Intercom has released a GPT-4 based AI bot, “Fin”, which it calls “ChatGPT for customer service”. Companies can point the bot towards user support articles; the bot then learns from the articles and can respond to customer queries. In cases where the bot fails, it can redirect to human customer support.
Novel Use Cases
Now that GPT-4 is able to take in both images and text as input, new use cases are possible. We present some possible applications below.
Translation with visual context
When translating, GPT-4 can take into account the visual context that accompanies a source text. This can potentially increase the accuracy of the output, particularly in scenarios where the meaning of a phrase or sentence is heavily dependent on visual elements.
Image-relevant transcription
GPT-4 can also potentially provide more accurate transcriptions by considering visual context. For example, you can have a video presentation accompanied by audio. The slides of the presentation could be visually described and passed as an input prompt when performing transcription with services like OpenAI’s Whisper. This would reduce errors in the accompanied transcription.
Meme and multimedia content generation
GPT-4 can understand and generate meme texts for images. This can be useful for social media marketing or creating engaging content for online platforms.
Rich image cataloging
GPT-4 can generate concise summaries or descriptions of images, making it useful for cataloging, organizing, or annotating visual content. This can be particularly beneficial for enabling rich semantic search — beyond text — in documents and pdfs.

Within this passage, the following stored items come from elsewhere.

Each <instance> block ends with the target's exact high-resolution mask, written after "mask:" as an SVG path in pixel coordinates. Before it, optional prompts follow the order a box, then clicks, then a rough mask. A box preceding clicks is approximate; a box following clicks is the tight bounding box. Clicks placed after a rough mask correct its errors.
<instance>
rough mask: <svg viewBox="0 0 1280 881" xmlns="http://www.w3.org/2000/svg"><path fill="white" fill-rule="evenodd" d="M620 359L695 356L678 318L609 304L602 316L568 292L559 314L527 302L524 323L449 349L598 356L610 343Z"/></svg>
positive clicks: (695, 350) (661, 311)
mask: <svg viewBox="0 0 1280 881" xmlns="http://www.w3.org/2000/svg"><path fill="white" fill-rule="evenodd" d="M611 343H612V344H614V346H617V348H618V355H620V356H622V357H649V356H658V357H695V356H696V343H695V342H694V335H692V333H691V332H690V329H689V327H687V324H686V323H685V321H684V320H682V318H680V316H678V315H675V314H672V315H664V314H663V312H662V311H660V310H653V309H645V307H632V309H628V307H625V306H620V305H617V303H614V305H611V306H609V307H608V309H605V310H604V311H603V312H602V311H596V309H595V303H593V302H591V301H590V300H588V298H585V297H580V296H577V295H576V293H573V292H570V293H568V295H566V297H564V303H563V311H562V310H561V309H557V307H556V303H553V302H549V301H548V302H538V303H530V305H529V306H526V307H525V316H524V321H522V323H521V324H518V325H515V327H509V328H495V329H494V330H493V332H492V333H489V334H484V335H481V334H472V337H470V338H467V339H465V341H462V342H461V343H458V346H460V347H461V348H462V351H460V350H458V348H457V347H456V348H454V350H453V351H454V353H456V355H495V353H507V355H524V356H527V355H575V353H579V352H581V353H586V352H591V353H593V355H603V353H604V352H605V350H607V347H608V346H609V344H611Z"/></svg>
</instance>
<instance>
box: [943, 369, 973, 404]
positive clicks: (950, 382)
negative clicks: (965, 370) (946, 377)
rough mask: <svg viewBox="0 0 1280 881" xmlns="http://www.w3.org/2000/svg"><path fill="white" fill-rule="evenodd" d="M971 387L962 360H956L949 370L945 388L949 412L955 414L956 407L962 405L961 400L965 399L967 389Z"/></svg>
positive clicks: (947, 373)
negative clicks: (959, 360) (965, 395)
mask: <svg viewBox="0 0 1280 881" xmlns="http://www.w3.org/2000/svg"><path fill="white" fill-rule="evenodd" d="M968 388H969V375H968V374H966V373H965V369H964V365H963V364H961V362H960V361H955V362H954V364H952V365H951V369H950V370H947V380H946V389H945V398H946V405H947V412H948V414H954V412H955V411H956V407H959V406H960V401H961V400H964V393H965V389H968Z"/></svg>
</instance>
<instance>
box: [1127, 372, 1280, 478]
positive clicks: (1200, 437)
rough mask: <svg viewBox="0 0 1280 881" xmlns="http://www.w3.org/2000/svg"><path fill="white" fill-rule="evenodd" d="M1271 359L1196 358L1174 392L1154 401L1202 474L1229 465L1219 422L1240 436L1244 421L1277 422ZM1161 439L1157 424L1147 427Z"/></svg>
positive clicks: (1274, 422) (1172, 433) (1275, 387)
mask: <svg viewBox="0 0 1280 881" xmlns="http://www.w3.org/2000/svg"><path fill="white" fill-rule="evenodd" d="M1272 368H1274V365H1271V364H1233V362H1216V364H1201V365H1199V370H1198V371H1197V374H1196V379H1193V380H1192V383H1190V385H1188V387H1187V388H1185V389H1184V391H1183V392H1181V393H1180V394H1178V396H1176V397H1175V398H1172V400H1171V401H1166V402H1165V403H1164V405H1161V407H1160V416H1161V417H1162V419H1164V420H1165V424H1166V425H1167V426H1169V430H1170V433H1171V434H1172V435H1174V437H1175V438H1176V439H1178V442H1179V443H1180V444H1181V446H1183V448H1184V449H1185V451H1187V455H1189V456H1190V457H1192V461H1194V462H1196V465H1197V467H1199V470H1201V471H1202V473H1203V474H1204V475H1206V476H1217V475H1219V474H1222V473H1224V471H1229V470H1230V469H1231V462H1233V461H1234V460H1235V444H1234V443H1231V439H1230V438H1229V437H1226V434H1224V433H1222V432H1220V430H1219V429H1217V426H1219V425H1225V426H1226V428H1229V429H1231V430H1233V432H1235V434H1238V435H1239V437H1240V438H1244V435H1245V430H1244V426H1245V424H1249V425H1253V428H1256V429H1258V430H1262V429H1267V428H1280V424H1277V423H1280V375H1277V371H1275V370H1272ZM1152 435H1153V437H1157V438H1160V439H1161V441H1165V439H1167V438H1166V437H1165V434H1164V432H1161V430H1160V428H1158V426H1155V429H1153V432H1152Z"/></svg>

Design critique and feedback
GPT-4 can analyze and provide feedback on design elements within an image, such as color schemes, typography, layout, or composition. This can be a valuable tool for designers and artists seeking to improve their work.
Board drawing to UI with code
GPT-4 can interpret visual representations of user interfaces — such as wireframes or mockups — and generate code to build functional web or app interfaces. This can streamline the development process and improve collaboration between designers and developers. A version of this was demoed in the launch live-steam video of GPT-4.
Not So Open After All?
The response to GPT-4’s release has been mixed. Several users expressed disappointment that the official paper didn’t carry any information about the size of the GPT-4 model or the training dataset.
The paper covered the model’s capabilities, while omitting information about its architecture, dataset construction, and training method. OpenAI explained the omission in section 2 of the paper, citing the “competitive landscape and the safety implications of large-scale models like GPT-4.”
In conclusion, the release of GPT-4 marks a significant step forward in the world of AI. With its enhanced language understanding, creative problem-solving abilities, and multimodal support, GPT-4 has the potential to impact various industries and applications.